Suppongo che nessuno di voi abbia mai sentito nominare Mario Angeloni, figura luminosa dell’antifascismo e uno dei grandi eroi dimenticati del ‘900 (chi è stato a Perugia conosce però via Angeloni, che dalla stazione porta al centro storico). Il suo nome è legato soprattutto a un episodio cruciale della Guerra Civile spagnola, la prima battaglia della cosiddetta Colonna Italiana (o Ascaso) di cui era comandante militare, sul Monte Pelato, nei pressi di Huesca, nel corso della quale venne ucciso.

Cedo la parola a Umberto Calosso, socialista anche lui volontario nella Guerra Civile spagnola, che nel 1951 scrive sul Mondo: «Non è vero che la democrazia italiana sia entrata nella guerra di liberazione tardi e al seguito degli alleati: la democrazia italiana aveva avuto il suo primo fatto d’armi il 28 agosto 1936, giorno della prima battaglia della Colonna italiana, […] e alcuni anni prima che Francia, Inghilterra e Stati Uniti intervenissero contro il nazi-fascismo, e alcuni mesi prima che la Russia decidesse di appoggiare la resistenza internazionale di Franco». In un paese diverso quella data potrebbe diventare perfino festa nazionale, anche perché si tratta di un evento in alcun modo “divisivo”: la Colonna Italiana, un gruppo misto formato da circa 150 combattenti (giellisti, anarchici, socialisti, comunisti, etc.), è stata una delle prime unità di volontari stranieri che hanno combattuto nella Guerra Civile contro i nazionalisti golpisti in difesa della legalità repubblicana. Insomma: non può esservi dubbio su chi fossero i buoni e i cattivi.

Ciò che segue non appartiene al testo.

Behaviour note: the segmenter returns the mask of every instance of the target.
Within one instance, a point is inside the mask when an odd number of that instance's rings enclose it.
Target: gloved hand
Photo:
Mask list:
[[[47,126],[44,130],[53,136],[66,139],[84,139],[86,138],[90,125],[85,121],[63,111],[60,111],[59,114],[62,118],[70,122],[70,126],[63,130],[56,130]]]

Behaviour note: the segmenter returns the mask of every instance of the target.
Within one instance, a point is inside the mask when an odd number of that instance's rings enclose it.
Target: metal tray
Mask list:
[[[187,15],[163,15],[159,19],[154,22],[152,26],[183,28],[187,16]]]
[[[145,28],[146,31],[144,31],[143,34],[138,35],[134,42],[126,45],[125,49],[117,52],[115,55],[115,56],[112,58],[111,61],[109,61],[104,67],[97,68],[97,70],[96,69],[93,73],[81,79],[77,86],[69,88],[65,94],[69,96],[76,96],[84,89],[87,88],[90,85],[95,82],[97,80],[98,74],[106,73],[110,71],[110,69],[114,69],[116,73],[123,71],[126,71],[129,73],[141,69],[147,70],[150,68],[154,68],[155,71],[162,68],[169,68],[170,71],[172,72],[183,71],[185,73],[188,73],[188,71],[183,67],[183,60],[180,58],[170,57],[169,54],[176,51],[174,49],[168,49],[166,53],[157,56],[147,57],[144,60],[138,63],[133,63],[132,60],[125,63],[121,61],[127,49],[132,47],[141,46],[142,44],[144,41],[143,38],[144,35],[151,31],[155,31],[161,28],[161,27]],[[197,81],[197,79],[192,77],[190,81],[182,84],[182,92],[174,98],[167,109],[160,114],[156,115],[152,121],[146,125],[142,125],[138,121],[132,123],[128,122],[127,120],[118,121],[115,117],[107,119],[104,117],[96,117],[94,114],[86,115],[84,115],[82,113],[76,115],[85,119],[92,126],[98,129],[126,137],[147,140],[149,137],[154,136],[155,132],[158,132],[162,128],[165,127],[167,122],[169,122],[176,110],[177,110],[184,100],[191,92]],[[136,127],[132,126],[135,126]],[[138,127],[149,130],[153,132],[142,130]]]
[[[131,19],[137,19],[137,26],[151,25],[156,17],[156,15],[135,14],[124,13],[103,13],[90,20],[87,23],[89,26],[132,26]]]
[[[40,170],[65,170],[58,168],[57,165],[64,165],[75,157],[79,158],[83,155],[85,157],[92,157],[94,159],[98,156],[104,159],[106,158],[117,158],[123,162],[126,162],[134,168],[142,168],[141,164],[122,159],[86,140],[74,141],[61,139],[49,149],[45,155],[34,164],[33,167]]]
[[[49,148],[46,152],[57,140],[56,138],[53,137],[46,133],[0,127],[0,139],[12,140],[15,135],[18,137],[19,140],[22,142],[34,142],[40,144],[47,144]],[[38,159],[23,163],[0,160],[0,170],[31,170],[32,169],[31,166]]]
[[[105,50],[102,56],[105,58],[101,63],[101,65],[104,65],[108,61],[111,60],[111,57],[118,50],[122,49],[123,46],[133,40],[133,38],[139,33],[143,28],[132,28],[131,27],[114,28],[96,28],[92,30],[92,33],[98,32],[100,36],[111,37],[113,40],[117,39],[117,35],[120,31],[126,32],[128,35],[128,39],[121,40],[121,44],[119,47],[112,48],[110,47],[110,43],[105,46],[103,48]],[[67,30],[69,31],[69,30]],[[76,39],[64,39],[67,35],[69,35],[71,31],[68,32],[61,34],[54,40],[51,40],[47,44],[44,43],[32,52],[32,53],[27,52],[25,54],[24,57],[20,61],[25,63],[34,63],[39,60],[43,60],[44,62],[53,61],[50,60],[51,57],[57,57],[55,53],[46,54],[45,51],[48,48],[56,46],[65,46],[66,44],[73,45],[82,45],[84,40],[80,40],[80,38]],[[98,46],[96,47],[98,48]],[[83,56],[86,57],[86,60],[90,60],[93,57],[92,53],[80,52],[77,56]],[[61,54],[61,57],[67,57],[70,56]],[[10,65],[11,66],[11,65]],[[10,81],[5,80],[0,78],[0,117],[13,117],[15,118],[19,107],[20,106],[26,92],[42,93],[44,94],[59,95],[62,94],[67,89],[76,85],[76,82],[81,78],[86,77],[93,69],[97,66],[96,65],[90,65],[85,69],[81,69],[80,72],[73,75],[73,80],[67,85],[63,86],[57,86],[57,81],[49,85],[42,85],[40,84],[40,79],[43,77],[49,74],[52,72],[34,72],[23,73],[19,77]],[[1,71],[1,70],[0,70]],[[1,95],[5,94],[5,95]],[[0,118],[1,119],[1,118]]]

Mario Angeloni è dedicato Trentasei (Bertoni) di Luca Gatti, un romanzo storico – fondato su un’accurata ricostruzione – e di impegno civile (ha vinto il premio “Fulgineamente” di Foligno), e al tempo stesso una vivace narrazione epico-sentimentale che abbraccia il periodo che va dalla Belle Epoque appunto al 1936. Gatti, insegnante 45enne, non ha inventato nulla tranne l’io narrante, Bixio Pedersoli, musicista e paroliere di una certa fama, che nel 1980 ha il compito di commemorare Angeloni a Perugia (insieme a Randolfo Pacciardi e ad altri commilitoni di quegli anni). Questo è l’incipit del romanzo, che poi si apre su un lungo flashback che ci porta indietro al 1913, quando Pedersoli da Leonessa giunge a Perugia per iscriversi alla facoltà di giurisprudenza. Qui conosce Angeloni, un giovane brillante e pieno di fascino, grande sportivo e incline allo studio: «Aveva i capelli leggermente lunghi e con la scriminatura a destra. Le maniche della camicia erano arricciate come se sentisse un gran caldo, e il tessuto doveva essere particolare perché sembrava brillare…». Grazie a lui e alla bellissima Italia scopre i nuovi ritmi americani, «improvvisazioni fino a quel momento sconosciute, progressioni armoniche, lontane da quelle classiche della canzone italiana».